The defendants’ convictions resulted from their development and orchestration of an elaborate scheme to defraud investors. More than ten years ago, the two primary defendants in the scheme began holding themselves out to investors as promoters of a high-yield investment program that promised massive returns within a short period of time. The defendants created a series of fictitious European banks from which investors were to “lease” funds to invest, normally for a leasing fee of about $35,000. Payment of this fee would purportedly release $1 million, which the defendants claimed would then be placed in the high-yield trading program. In reality, no funds were released and the investment programs were nonexistent.

The defendants pocketed the leasing fees and eventually defrauded victims out of approximately $17 million.
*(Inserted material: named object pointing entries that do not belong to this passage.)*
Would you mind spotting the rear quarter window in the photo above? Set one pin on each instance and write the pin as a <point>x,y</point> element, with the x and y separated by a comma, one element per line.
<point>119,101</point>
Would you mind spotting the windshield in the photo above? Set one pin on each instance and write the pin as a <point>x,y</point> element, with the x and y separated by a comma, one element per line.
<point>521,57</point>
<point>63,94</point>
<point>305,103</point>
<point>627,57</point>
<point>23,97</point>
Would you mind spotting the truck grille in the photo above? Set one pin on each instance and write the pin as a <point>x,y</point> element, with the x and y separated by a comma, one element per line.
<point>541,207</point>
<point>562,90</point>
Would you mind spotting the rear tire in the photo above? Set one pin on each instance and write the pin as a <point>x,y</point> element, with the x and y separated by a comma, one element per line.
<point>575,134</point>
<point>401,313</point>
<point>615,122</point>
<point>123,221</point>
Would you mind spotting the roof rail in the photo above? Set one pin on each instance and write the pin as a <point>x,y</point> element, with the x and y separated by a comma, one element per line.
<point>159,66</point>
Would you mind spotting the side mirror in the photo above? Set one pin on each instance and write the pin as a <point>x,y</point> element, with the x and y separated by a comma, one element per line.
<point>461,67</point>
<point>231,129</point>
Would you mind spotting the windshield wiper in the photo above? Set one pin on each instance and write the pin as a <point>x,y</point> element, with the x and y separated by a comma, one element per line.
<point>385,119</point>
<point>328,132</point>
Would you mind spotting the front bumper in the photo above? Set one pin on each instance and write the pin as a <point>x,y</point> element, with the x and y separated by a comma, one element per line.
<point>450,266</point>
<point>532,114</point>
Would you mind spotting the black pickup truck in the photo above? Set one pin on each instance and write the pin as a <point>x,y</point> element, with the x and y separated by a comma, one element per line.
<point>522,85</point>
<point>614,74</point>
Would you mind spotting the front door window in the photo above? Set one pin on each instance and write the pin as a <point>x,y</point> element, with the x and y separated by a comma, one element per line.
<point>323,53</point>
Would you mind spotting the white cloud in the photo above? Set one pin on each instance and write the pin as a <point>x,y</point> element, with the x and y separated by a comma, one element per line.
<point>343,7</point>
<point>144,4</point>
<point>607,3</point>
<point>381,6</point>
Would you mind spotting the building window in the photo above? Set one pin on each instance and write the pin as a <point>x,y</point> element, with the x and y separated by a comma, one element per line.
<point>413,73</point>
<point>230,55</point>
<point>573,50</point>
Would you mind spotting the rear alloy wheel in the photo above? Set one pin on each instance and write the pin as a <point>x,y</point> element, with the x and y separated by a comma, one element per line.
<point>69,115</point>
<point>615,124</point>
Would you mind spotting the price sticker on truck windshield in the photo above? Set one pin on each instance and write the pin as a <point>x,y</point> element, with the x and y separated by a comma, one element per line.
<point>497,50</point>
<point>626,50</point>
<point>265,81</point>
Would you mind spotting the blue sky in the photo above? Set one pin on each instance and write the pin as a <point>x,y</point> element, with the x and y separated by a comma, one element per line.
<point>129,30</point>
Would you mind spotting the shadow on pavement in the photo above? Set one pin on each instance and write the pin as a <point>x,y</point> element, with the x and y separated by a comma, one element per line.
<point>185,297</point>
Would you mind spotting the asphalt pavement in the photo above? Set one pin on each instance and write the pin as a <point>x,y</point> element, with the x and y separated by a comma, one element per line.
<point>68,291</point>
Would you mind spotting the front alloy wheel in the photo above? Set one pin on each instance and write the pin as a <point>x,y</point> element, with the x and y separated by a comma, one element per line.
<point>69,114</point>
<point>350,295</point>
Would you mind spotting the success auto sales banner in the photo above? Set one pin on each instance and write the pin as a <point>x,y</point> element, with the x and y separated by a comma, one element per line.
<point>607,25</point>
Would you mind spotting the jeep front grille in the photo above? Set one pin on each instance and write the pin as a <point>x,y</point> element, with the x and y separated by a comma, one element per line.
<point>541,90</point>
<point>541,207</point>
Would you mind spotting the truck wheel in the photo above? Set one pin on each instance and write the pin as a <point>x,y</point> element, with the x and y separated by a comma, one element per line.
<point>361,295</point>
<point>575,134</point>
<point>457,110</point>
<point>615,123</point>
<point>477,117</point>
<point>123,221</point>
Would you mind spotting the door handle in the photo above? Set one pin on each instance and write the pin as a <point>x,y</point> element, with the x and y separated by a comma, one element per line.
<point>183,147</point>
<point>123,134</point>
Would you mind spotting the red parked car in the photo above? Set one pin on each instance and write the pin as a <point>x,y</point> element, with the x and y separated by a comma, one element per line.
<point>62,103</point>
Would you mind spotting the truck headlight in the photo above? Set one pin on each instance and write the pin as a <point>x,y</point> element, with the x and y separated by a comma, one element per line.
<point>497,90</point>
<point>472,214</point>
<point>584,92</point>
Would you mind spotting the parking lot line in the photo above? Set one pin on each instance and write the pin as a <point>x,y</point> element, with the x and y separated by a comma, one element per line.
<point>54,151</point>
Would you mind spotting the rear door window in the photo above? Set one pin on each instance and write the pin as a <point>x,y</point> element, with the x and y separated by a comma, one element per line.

As the number of victims increased, and the scheme became more complicated, the defendants recruited subordinates to help maintain the illusion that brokers were recommending the investment programs and that the banks were actual financial institutions. Three of these subordinates pled guilty in the case.

In addition to the plea allocutions, the government’s case at trial rested on the voluminous documentary evidence recovered during searches of the defendants’ residences, including forged documents used to assure the victims that their “leased” funds were available for investment. Several victims testified, as did foreign and American banking officials who established that the banks created by the defendants were fictitious. Both lead defendants were convicted on all counts.

At the time the business accounts with the broker-dealer were discovered, the total amount collected in the account was approximately $14 million. An additional $2 million was located in a European country. Investigators eventually seized assets worth in excess of $10 million which have been used to make restitution to defrauded victims. The architects of the scheme were convicted in a jury trial of conspiracy, wire fraud, money laundering, and interstate transportation of stolen property; one received a prison sentence of more than 16 years and the other received a sentence of more than 11 years.